Reinforcement Learning for Robotics: Provable Safety and Performance Guarantees by Combining Models and Data
Abstract: In contrast to computers and smartphones, the promise of robotics is to design devices that can physically interact with the world. The interaction of robots with the physical world may be as simple as moving on roads or in the air, and can be as complex as physically collaborating with humans. Envisioning robots to work in human-centered and interactive environments challenges current robot algorithm design, which has largely been based on a-priori knowledge about the system and its environment. In this talk, I will show how we combine models and data to achieve provably safe and high-performance robot behavior in the presence of uncertainties and unknown effects. Our work focuses on learning robot control and decision making strategies, and enables robots to adapt their behavior as they move in the real world. I will highlight how we use prior knowledge to (i) appropriately place the learning in the overall closed-loop system architecture (including choosing the inputs and outputs of the learning module, and building hierarchical solutions with fast adaptation on the low level and transferrable policy learning on the high level), (ii) enable safe online learning (i.e., enable the robot to move in the real world and start gathering data), (iii) design data-efficient algorithms, and (iv) provide provable performance and safety guarantees for the learning. We demonstrate our algorithms on self-flying and -driving vehicles, as well as on mobile manipulators. More information and videos at: www.dynsyslab.org.
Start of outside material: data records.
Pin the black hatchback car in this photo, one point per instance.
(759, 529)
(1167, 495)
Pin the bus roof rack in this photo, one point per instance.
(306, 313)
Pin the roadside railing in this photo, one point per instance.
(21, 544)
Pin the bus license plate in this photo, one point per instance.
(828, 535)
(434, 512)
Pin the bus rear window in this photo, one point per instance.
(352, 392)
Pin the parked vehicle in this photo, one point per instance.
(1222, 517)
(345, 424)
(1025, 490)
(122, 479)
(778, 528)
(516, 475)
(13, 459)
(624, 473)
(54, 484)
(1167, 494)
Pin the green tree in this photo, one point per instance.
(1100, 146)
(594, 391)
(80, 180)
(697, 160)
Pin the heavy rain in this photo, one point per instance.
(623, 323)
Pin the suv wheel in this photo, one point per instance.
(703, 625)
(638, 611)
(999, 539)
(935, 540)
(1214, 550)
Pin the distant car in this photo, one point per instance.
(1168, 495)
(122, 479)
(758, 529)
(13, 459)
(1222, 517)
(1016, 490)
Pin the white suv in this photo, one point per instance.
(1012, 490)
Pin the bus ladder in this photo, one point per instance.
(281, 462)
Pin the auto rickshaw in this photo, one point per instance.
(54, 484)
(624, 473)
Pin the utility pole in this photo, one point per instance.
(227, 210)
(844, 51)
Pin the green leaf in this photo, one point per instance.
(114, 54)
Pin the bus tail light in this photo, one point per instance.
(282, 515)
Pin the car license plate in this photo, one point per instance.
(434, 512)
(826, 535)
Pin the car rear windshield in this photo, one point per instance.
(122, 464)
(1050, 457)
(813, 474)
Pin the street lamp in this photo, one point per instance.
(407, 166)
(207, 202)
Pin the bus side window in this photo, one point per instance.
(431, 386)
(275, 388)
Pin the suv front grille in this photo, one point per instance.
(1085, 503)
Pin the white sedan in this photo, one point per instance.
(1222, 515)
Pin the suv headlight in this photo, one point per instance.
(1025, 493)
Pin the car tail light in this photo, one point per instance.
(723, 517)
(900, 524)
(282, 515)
A New Type of Safe Reinforcement Learning
Abstract: After reviewing some of the different forms of "safety" provided by various reinforcement learning algorithms, I will discuss the safety properties that are necessary to enable real high-risk RL applications. I will then provide a brief introduction to a new class of "safe" reinforcement learning algorithms that have these properties, and will discuss how these new safe reinforcement learning algorithms can be created. I will conclude with discussion of the many remaining challenges that must be overcome before RL can be applied responsibly to an even wider range of high-risk real-world problems.